Oui c’est un formidable succès pour la Grèce mais aussi tout un symbole pour la zone euro qui a failli voler en éclats, souvenez-vous, à cause des difficultés financières de la Grèce. Beaucoup de financiers, notamment anglo-saxons, prédisaient la fin de l’euro, annonçaient la sortie de la Grèce de la monnaie unique, et celles en cascade du Portugal voire de l’Italie. Certains spéculateurs d’ailleurs ne se privaient pas de miser sur ce scénario catastrophe, et parfois même en le souhaitant.

Mais la zone euro a tenu…

Oui. Les Européens et le FMI ont mis en place un plan de sauvetage de la Grèce, qui a été renouvelé, en échange de réformes économiques. Avec en arrière fond cette idée : sauver la Grèce pour sauver la zone euro. Cette stratégie a marché. La Grèce a été placée sous respiration artificielle, en quelque sorte : l’Etat grec a évité la faillite grâce à ces plans d’aide. Aujourd’hui, on peut dire que le pays sort enfin des soins intensifs.

En clair, la Grèce peut maintenant se financer toute seule…

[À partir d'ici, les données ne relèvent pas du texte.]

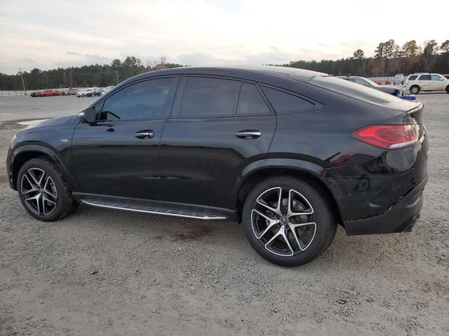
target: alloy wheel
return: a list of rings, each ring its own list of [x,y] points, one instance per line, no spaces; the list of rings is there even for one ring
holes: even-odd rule
[[[272,253],[289,257],[304,251],[316,232],[314,210],[294,189],[275,187],[257,197],[251,211],[255,237]]]
[[[56,209],[56,186],[50,175],[39,168],[31,168],[23,174],[20,192],[28,208],[38,215],[49,215]]]

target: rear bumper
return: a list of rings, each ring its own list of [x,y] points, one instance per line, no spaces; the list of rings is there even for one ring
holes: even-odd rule
[[[410,231],[422,208],[422,192],[427,176],[396,204],[383,214],[369,218],[347,220],[347,234],[375,234]]]

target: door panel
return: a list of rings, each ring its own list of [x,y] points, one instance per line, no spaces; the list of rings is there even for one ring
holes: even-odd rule
[[[421,88],[421,90],[424,91],[431,90],[431,83],[430,75],[421,75],[420,76],[418,85]]]
[[[76,126],[72,157],[80,192],[157,199],[159,144],[165,120]],[[152,131],[142,139],[135,134]]]
[[[95,106],[96,125],[76,126],[72,157],[81,192],[157,200],[159,146],[178,82],[124,85]]]
[[[167,120],[161,142],[161,200],[233,209],[231,190],[243,167],[266,158],[274,115]],[[243,139],[241,131],[260,132]]]
[[[440,80],[442,77],[431,75],[431,90],[444,90],[445,88],[445,86],[444,86],[445,82],[444,80]]]

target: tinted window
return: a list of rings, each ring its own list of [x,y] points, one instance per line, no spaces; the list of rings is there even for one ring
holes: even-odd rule
[[[420,80],[430,80],[430,75],[421,75]]]
[[[240,82],[189,77],[185,83],[181,115],[227,115],[234,113]]]
[[[159,78],[133,84],[105,101],[100,120],[130,120],[166,118],[177,78]]]
[[[254,84],[243,83],[240,90],[238,114],[269,113],[270,111]]]
[[[346,80],[342,80],[342,82],[346,83]],[[279,90],[267,87],[262,87],[262,90],[274,111],[279,113],[302,111],[312,108],[315,106],[315,105],[305,99]]]

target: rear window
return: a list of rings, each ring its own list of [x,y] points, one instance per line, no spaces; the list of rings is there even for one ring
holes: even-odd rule
[[[333,76],[316,76],[311,83],[373,103],[397,103],[399,98],[378,90],[348,82]]]

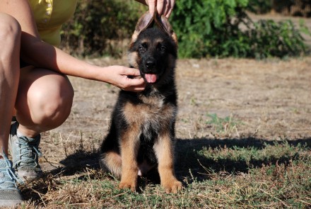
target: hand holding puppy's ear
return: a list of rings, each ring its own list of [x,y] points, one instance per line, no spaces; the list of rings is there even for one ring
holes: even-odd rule
[[[174,8],[175,0],[146,0],[149,6],[150,14],[153,15],[156,10],[159,16],[164,16],[168,18]]]
[[[170,35],[172,40],[177,43],[177,38],[176,33],[172,30],[172,26],[168,22],[168,18],[164,16],[159,16],[155,11],[153,15],[149,11],[146,11],[138,21],[135,27],[135,31],[131,36],[131,43],[134,43],[139,36],[139,33],[143,30],[153,27],[156,24],[157,27],[161,29],[163,32]]]

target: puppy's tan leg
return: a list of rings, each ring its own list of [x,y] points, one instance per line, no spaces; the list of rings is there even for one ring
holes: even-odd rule
[[[102,157],[101,165],[117,178],[121,177],[122,162],[121,155],[115,151],[107,152]]]
[[[167,193],[177,193],[182,188],[182,183],[175,176],[173,146],[168,132],[162,134],[154,145],[161,185]]]
[[[122,170],[120,188],[131,188],[134,191],[137,183],[137,154],[139,148],[139,130],[131,127],[124,132],[121,139]]]

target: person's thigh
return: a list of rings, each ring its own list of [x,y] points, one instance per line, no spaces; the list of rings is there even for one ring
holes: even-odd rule
[[[35,132],[55,128],[68,118],[73,98],[74,89],[66,76],[33,67],[21,69],[16,118]]]

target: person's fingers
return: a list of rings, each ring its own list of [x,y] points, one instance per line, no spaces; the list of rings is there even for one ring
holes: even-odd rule
[[[156,10],[156,0],[146,0],[146,3],[149,6],[150,14],[153,16]]]
[[[172,9],[174,8],[175,4],[175,0],[169,1],[168,3],[166,5],[166,10],[165,13],[165,16],[168,18],[170,16],[170,14],[172,13]]]
[[[122,71],[123,75],[127,76],[139,76],[141,74],[139,73],[139,70],[135,68],[129,68],[129,67],[124,67]]]
[[[158,0],[156,2],[157,11],[159,15],[163,13],[165,1],[164,0]]]
[[[143,79],[129,79],[127,78],[124,90],[131,91],[141,91],[145,89],[146,84]]]

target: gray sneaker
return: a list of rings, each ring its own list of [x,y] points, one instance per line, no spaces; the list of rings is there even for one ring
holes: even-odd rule
[[[0,208],[14,207],[22,203],[23,198],[16,182],[22,183],[12,169],[12,162],[6,156],[0,159]]]
[[[40,135],[35,138],[16,135],[18,123],[11,125],[9,147],[13,158],[13,167],[20,178],[33,181],[41,176],[42,171],[38,163],[42,155],[39,151]]]

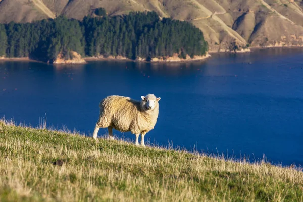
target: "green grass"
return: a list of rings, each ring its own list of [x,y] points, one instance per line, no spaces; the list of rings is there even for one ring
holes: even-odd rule
[[[0,122],[0,201],[302,200],[296,168]]]

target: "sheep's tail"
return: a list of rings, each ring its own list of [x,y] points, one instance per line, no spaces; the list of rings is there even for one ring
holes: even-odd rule
[[[103,106],[103,101],[100,102],[99,107],[100,108],[100,114],[99,115],[99,119],[97,122],[97,125],[100,128],[107,128],[111,124],[111,119],[110,117],[108,117],[104,113],[104,106]]]

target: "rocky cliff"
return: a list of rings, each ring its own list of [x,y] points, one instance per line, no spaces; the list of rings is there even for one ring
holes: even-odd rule
[[[31,22],[60,15],[82,19],[104,7],[113,16],[155,11],[192,22],[211,51],[303,46],[303,2],[295,0],[2,0],[0,22]]]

Exactement. Vous savez, lever de l’argent sur les marchés financiers, c’est comme un vote de confiance : vous vous présentez devant des investisseurs du monde entier, vous leur demandez d’acheter votre dette et vous voyez ce qui se passe. Soit ils disent non et c’était le cas de la Grèce jusqu’ici. Vous ne trouvez personne pour vous prêter. Pour un Etat, ça veut dire la faillite, d’où les plans de sauvetage. Soit ces investisseurs acceptent, ils vous prêtent et vous allez payer un taux d’intérêt qui sera le reflet de la confiance que vous inspirez. Hier, la Grèce a trouvé 200 investisseurs du monde entier prêts à lui prêter de l’argent : des Européens, des Asiatiques, des Américains. C’est donc bien le signe que ce pays n’est plus un paria. Les investisseurs commencent à croire aux réformes. Les aides européennes et du FMI sont toujours là en soutien bien sûr, mais on peut dire que la convalescence commence pour un pays qui, depuis 2008, presque dix ans, n’aura connu que la crise avec des conséquences sociales très lourdes. C’est un succès des Grecs et des Européens.